Malaysian Trades Union Congress (MTUC) Selangor and Federal Territories secretary Mohd Faisal Husin has blasted the government's work-from-home (WFH) directive.
He said the directive has glaring weaknesses and that stakeholders such as employer groups and worker representatives were not consulted before the regulation was imposed.
"While we can understand the rationale for the WFH rule under the circumstances, what is unacceptable is the discrimination practised by the government.
"The net effect of this policy appears to be that the health and lives of managers and supervisors are more important than other staff," claimed Faisal.
"If it is aimed at reducing the chances of Covid-19 spreading, there should not be this form of discrimination in the first place."
Calling the government's directive a case of "double standards", he said the owners and operators of businesses should have been given the discretion to choose which of their workers are best suited to working in the office or from home.
"They know the situation on the ground better than the government.
"If the intended aim is to reduce the number of people at workplaces, leave it to businesses to decide which of their staff needs to work in the office or work from home, whether they are managers or not," he added.
Commencing today (Oct 22), the government will enforce work-from-home rules for employees at the management and supervisory levels across the private and public sectors in the Klang Valley, Sabah, and Labuan.
Senior Minister Ismail Sabri Yaakob said the work-from-home rule which is expected to involve 800,000 private-sector workers and 200,000 civil servants will last until the end of the Conditional Movement Control Order (CMCO) in those areas.
Although Oct 27 is the date the CMCO was supposed to end, the minister said it may be extended, depending on the Covid-19 situation.
In a follow-up statement yesterday, International Trade and Industry (Miti) Minister Azmin Ali (photo) said they allowed a maximum of 10 percent of those in management and supervisory posts to work onsite.
He said this could cover tasks such as accounting, finance, administration, law, planning as well as information and communications technology (ICT).

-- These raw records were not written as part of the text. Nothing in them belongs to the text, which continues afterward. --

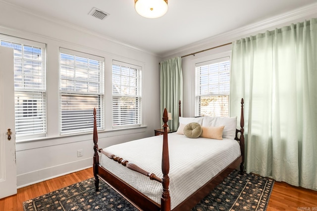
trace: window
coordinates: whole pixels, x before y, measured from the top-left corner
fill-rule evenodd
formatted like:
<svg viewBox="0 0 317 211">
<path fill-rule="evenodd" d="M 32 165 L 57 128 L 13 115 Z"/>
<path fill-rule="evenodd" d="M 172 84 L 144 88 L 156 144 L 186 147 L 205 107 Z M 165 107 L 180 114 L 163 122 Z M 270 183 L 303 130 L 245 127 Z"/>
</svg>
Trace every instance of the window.
<svg viewBox="0 0 317 211">
<path fill-rule="evenodd" d="M 104 59 L 60 48 L 60 130 L 69 134 L 92 131 L 94 108 L 98 129 L 104 128 Z"/>
<path fill-rule="evenodd" d="M 141 124 L 141 67 L 114 61 L 112 64 L 112 127 Z"/>
<path fill-rule="evenodd" d="M 16 137 L 46 136 L 46 45 L 5 36 L 0 41 L 14 49 Z"/>
<path fill-rule="evenodd" d="M 228 117 L 229 58 L 196 64 L 196 114 Z"/>
</svg>

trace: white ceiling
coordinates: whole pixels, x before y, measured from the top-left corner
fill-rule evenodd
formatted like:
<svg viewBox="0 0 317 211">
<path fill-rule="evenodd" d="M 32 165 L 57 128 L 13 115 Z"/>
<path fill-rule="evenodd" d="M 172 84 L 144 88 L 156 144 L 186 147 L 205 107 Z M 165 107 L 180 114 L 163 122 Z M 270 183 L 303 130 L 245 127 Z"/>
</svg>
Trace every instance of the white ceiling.
<svg viewBox="0 0 317 211">
<path fill-rule="evenodd" d="M 169 0 L 163 16 L 138 15 L 134 0 L 0 0 L 40 17 L 88 29 L 158 55 L 317 0 Z M 88 15 L 96 7 L 109 15 Z"/>
</svg>

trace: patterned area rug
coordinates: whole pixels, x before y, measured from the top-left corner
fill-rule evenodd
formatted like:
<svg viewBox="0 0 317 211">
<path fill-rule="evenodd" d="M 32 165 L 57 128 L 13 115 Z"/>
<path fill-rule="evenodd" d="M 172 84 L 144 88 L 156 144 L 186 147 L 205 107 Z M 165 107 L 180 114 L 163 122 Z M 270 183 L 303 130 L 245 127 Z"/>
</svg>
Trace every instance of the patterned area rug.
<svg viewBox="0 0 317 211">
<path fill-rule="evenodd" d="M 138 211 L 100 180 L 95 191 L 94 178 L 74 184 L 23 202 L 29 211 Z M 265 211 L 274 181 L 253 174 L 233 171 L 192 211 Z"/>
</svg>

However, they will only be allowed at their workplaces for four hours from 10am to 2pm, for three days in a week.
Faisal said worker representatives were unhappy at the confusion created by the government's order.

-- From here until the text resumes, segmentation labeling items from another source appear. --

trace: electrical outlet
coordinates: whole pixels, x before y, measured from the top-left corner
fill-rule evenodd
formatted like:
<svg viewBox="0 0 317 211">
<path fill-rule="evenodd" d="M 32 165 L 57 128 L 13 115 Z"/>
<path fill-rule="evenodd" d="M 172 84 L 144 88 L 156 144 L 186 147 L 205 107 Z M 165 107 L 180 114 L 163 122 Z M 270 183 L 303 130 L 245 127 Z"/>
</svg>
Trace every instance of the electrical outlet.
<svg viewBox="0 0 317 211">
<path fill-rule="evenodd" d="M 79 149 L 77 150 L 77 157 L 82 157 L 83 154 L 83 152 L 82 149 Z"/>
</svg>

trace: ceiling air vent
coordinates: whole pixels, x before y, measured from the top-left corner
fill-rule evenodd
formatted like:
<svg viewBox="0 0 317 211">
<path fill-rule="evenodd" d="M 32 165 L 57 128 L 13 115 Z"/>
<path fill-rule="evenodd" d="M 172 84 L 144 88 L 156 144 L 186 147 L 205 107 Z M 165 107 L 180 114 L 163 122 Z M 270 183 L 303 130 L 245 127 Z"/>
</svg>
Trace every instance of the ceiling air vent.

"Instructions that managerial and supervisory staff must work from home which was later amended to only 10 percent of them needing to do so is both vague and difficult to follow.
"It is time the National Security Council (NSC) and the ministers involved get their act together. They must stick to one set of SOPs and issue them without going back and forth," he said.
He said based on what was announced, the government's instructions lacked clarity and therefore has generated much confusion among workers, including bank workers. Managements also seem to be confused over how to implement the government's orders, he added.
Faisal that employers in industries and banks, which are considered essential services in areas under CMCO, must be given clear protocols to follow, not ambiguous regulations.
"The latest requirement of swab tests for workers from red (zones) is one such example of ambiguity, raising several questions," he said.
Yesterday, Ismail announced such tests were "highly recommended" after previously declaring them mandatory.
"The latest ‘amendment’ to the swab test will now require workers from red areas only to voluntarily undergo the Covid-19 tests.
"We question the practicality of this measure as those who show symptoms should not be even on the road let alone turning up at their workplace," said Faisal.
He said MTUC Selangor/FT suggests that those who do not have symptoms but are from red zones must undergo mandatory tests periodically at clinics mandated by Socso and paid for by their employers.
"This would be a more effective way to avoid new clusters without disruption to the workplaces.
"The authorities should have put in efforts to find out whether these areas have enough clinics and labs to run the tests.
"And also how long will the validity period of an initial negative result be for practical purposes? For as we know, people can contract the coronavirus soon after undergoing the tests. In such instances, the results will be absolutely misleading, inaccurate, and can be dangerous," Faisal added.
The unionists said all questions must be answered by Ismail (photo) and Azmin.
Yesterday Ismail chuckled over the public's confusion over the government's work-from-home order, remarking that perhaps many are too impatient to wait for further details from relevant authorities.
The minister said although he already specified that the director-general of public service and MITI will furnish further details of the order, members of the public appeared confused and were seeking more information.
"I saw since last night the whole country was in chaos. Many were confused although I already said yesterday the announcement was a general announcement that we agreed to issue a work-from-home order," he said.